«Судя по нумерации нынешнего метемпсихоза и относительно небольшой продолжительности ведения дневника, я простужаюсь довольно часто. Означает ли это, что мне надо лучше следить за здоровьем? Или же в этом можно усмотреть нечто естественное? Иногда мне кажется, что простуда - это болезнь, проявляющаяся только тогда, когда человек накапливает в себе усталость и уныние. Причём болезнь эта стремится не убить, а вылечить».
Есть хочется ужасно, но я настолько взбудоражена, что не могу себя заставить. Мне хочется прыгать, танцевать, кричать что есть мочи - безразлично что. Сидеть - пытка. Сидеть значит стареть. Я хочу обуздать себя, попытаться быть усидчивой, чтобы что-то придумать, упорядочить хаос. Села почитать, но бросила через пять минут, не запомнив ни строчки. Решила что-нибудь сочинить, но то, что в голове, не хотело складываться ни в какой сюжет. Да и не мысли это были, а просто образы. Картинки. И яростная, горячая радость. Радость, данная не в награду, а просто так. Странно и почти постыдно.
На крыльце - лишь миска с потемневшими кусочками колбасы. Бони снова исчез, и снова меня волнует вопрос: где? Возможно, у меня паранойя, но мне кажется, что он посещает меня в какие-то особые периоды, хотя я и не знаю, в чём их особенность. Лишь знаю, что в периоды его отсутствия я пишу в других тетрадях.
Возможно. Маловероятно. Кажется. Не исключено. Наверное. Мир наполнен сладкой неопределённостью, застыл на развилке в тысячу ветвей.
Что будет, если я скажу маме, что встречалась со взрослым соседом? Устроит мне головомойку? Пойдёт к нему и грозно потребует объяснений? Что будет, если сказать папе? Или Надежде Борисовне? Или сестре? Кому из нас будет хуже? И сможет ли хоть один из них понять нас обоих, если я сама себя почти не понимаю?
Возможно, стоит прямо сейчас побежать к нему и выпалить: завтра последний день.

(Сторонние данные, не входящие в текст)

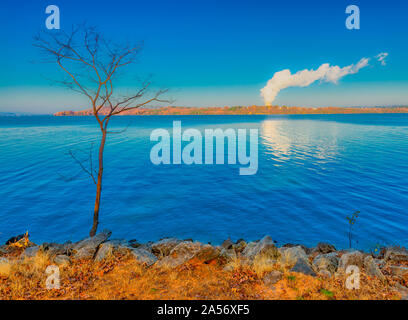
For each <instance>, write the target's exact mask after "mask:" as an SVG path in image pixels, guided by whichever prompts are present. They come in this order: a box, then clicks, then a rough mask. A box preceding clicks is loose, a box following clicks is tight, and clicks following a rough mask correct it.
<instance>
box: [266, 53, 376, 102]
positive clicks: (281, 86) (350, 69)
mask: <svg viewBox="0 0 408 320" xmlns="http://www.w3.org/2000/svg"><path fill="white" fill-rule="evenodd" d="M368 61H369V59H368V58H362V59H361V60H360V61H359V62H358V63H357V64H351V65H349V66H346V67H343V68H340V67H339V66H330V65H329V64H328V63H324V64H322V65H321V66H320V67H319V68H318V69H317V70H307V69H305V70H302V71H298V72H296V73H294V74H291V73H290V70H289V69H285V70H282V71H278V72H276V73H275V74H274V75H273V77H272V79H270V80H269V81H268V82H267V84H266V86H265V87H264V88H262V89H261V95H262V97H263V98H264V101H265V105H267V106H270V105H272V102H273V100H275V98H276V96H277V95H278V93H279V91H281V90H283V89H285V88H288V87H307V86H309V85H311V84H312V83H313V82H315V81H317V80H321V81H325V82H332V83H337V82H338V81H339V80H340V79H341V78H343V77H344V76H346V75H348V74H355V73H357V72H358V71H359V70H360V69H361V68H364V67H366V66H368Z"/></svg>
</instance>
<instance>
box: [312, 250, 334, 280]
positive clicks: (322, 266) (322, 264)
mask: <svg viewBox="0 0 408 320" xmlns="http://www.w3.org/2000/svg"><path fill="white" fill-rule="evenodd" d="M338 265H339V258H337V255H336V253H335V252H331V253H325V254H319V255H317V256H316V257H315V258H314V260H313V268H314V269H315V270H316V272H317V273H318V274H322V275H324V276H327V275H328V274H329V275H330V276H331V275H332V274H334V273H335V272H336V271H337V267H338ZM330 276H329V277H330Z"/></svg>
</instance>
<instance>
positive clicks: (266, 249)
mask: <svg viewBox="0 0 408 320" xmlns="http://www.w3.org/2000/svg"><path fill="white" fill-rule="evenodd" d="M242 256H243V257H244V258H246V259H248V260H250V261H253V260H254V259H255V258H261V257H263V258H268V259H273V260H276V259H277V258H279V256H280V254H279V251H278V249H277V248H276V246H275V244H274V242H273V240H272V238H271V237H270V236H265V237H263V238H262V239H261V240H260V241H259V242H250V243H248V244H247V246H246V247H245V249H244V250H243V251H242Z"/></svg>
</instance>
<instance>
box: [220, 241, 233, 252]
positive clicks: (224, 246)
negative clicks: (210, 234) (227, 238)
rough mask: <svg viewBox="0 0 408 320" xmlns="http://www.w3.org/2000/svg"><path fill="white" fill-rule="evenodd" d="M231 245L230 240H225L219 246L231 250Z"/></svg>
mask: <svg viewBox="0 0 408 320" xmlns="http://www.w3.org/2000/svg"><path fill="white" fill-rule="evenodd" d="M233 245H234V243H233V242H232V241H231V239H229V238H228V239H227V240H225V241H224V242H223V243H222V244H221V247H222V248H223V249H227V250H228V249H231V248H232V247H233Z"/></svg>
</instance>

А потом добавить: постарайся. Имея в виду: ответь. Имея в виду: откройся. Но нельзя даже делать намёков. Хватило одного раза. Это должно произойти само по себе, в том-то и суть. Как с хорошими приметами, которые нельзя подстраивать и подговаривать, потому что тогда они - ничто, игра без ставки. Нет, это вовсе не игра. От этого зависит вся жизнь.
Терпеть не могу, когда мне говорят, что я не знаю жизни. А ты её знаешь? Смешно прикрытый расизм. Кто вообще знает иную жизнь, кроме своей собственной?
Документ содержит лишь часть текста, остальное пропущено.